Improv Alley between Seventh and Eighth streets in downtown Sacramento is a short, drab stretch lined by dumpsters and the faded backs of buildings. Only a burst of street art low on one wall – a colorful depiction that includes a stylized orange octopus – hints at what’s to come.
Next month, the alley nestled between I and J streets will become a kind of urban canvas, the site of several new murals created through Wide Open Walls, an outgrowth of last year’s inaugural Sacramento Mural Festival.
“An area that used to be sort of dark and ugly is now going to be bright and pretty,” said David Sobon, the local art collector and auctioneer who organized Wide Open Walls.
The goal, to “activate” dull streets and alleys with art, is essentially the same as last year’s festival, which introduced about a dozen murals to downtown and midtown Sacramento. But the event is growing. Wide Open Walls, set for Aug. 10-20, will bring 40 new murals to the central city and surrounding areas, painted by more than 50 local and international artists representing a dozen countries.
Onlookers can watch the artists work in real time, creating murals up to several stories high on the sides of buildings and other public spaces. Organizers plan to augment the live painting with gallery showings, artist panels, and running, walking and biking tours.
“Unless you saw (David) Garibaldi paint live at some show you had to pay for, or saw somebody painting at the river, you don’t get to see world-class artists paint live on the street,” Sobon said. “It’s just an incredible opportunity.”
Sobon, who serves on the Sacramento Metropolitan Arts Commission, co-founded last year’s festival, which was produced by the nonprofit Friends of the Arts Commission. This year, Visit Sacramento is the presenting sponsor. The new name reflects that change as well as the event’s expansion in its second year.
Its nucleus is still on the grid: Sobon said a dozen murals will go up in a three-block radius of Cesar Chavez Park with more near R Street and around midtown. But murals will also appear in areas such as the River District, Power Inn Road, Mack Road and Oak Park. A full map for the event will be released soon.
The artists, meanwhile, will represent 12 countries including Australia, China, France, Germany, New Zealand and the U.K. There will also be more than two dozen artists from the Sacramento area, including Maren Conrad, whose work includes pieces in the State Capitol and at Mather Airport.

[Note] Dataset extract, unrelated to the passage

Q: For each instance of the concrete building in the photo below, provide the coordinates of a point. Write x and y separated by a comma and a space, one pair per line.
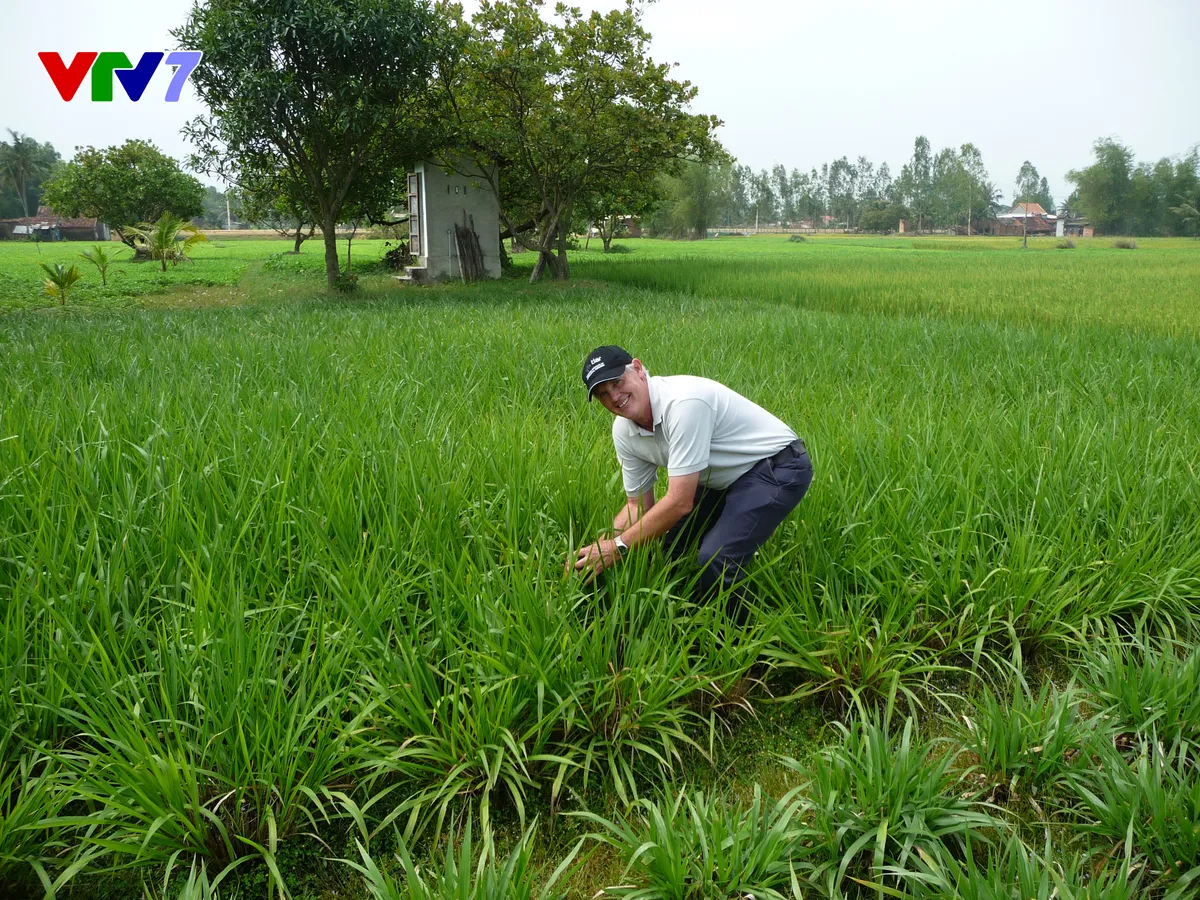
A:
49, 226
441, 198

“For the current period we’re in, this graffiti-street art movement is really defining this time,” Conrad said. “Some of these muralists are doing murals in Belgium, London, in Miami, on the biggest stage there is for contemporary art. Being able to celebrate that in our city can kind of put Sacramento on the map as an art town, not only in California.”
Conrad said she has been tapped to create her first large-scale exterior mural for the back wall of the MARRS building on 20th between J and K streets in midtown. The space, facing the railroad tracks, is 20 by 110 feet, she said. Over 10 days, Conrad will coat the wall in a metallic sheen with the aid of scissor-lifts and a crew of 10 assistants. Even with the help, she expects to put in 12-hour days.
Conrad said she has secured a $15,000 donation from a private citizen in Sacramento to help fund her project. All Wide Open Walls artists, who have their mural designs approved by owners of the buildings where they’ll appear, receive a stipend for participating and have paint and other materials provided to them. Sobon said artists arriving from out of the country will also have accommodations and airfare covered.
Sobon said funding for the event is provided by dozens of public and private sponsors. Like last year’s festival, Wide Open Walls also aims to raise money for art programs in local schools, partly through ticket sales for The Wall Ball, a party featuring live music and interactive art set for the night of Aug. 19.
Mike Testa, president and CEO of Visit Sacramento, said the visitors’ bureau got involved this year after seeing the “visual impact” last year’s festival had on the downtown and midtown areas. Between publicizing Wide Open Walls locally and nationally, in-kind donations and a direct monetary contribution, Testa estimated Visit Sacramento will likely commit at least $100,000 to the event.
“Wide Open Walls really shows the vibrancy of the arts community here,” Testa said. “And I think just as important for us, it helps create a sense of place here in Sacramento.”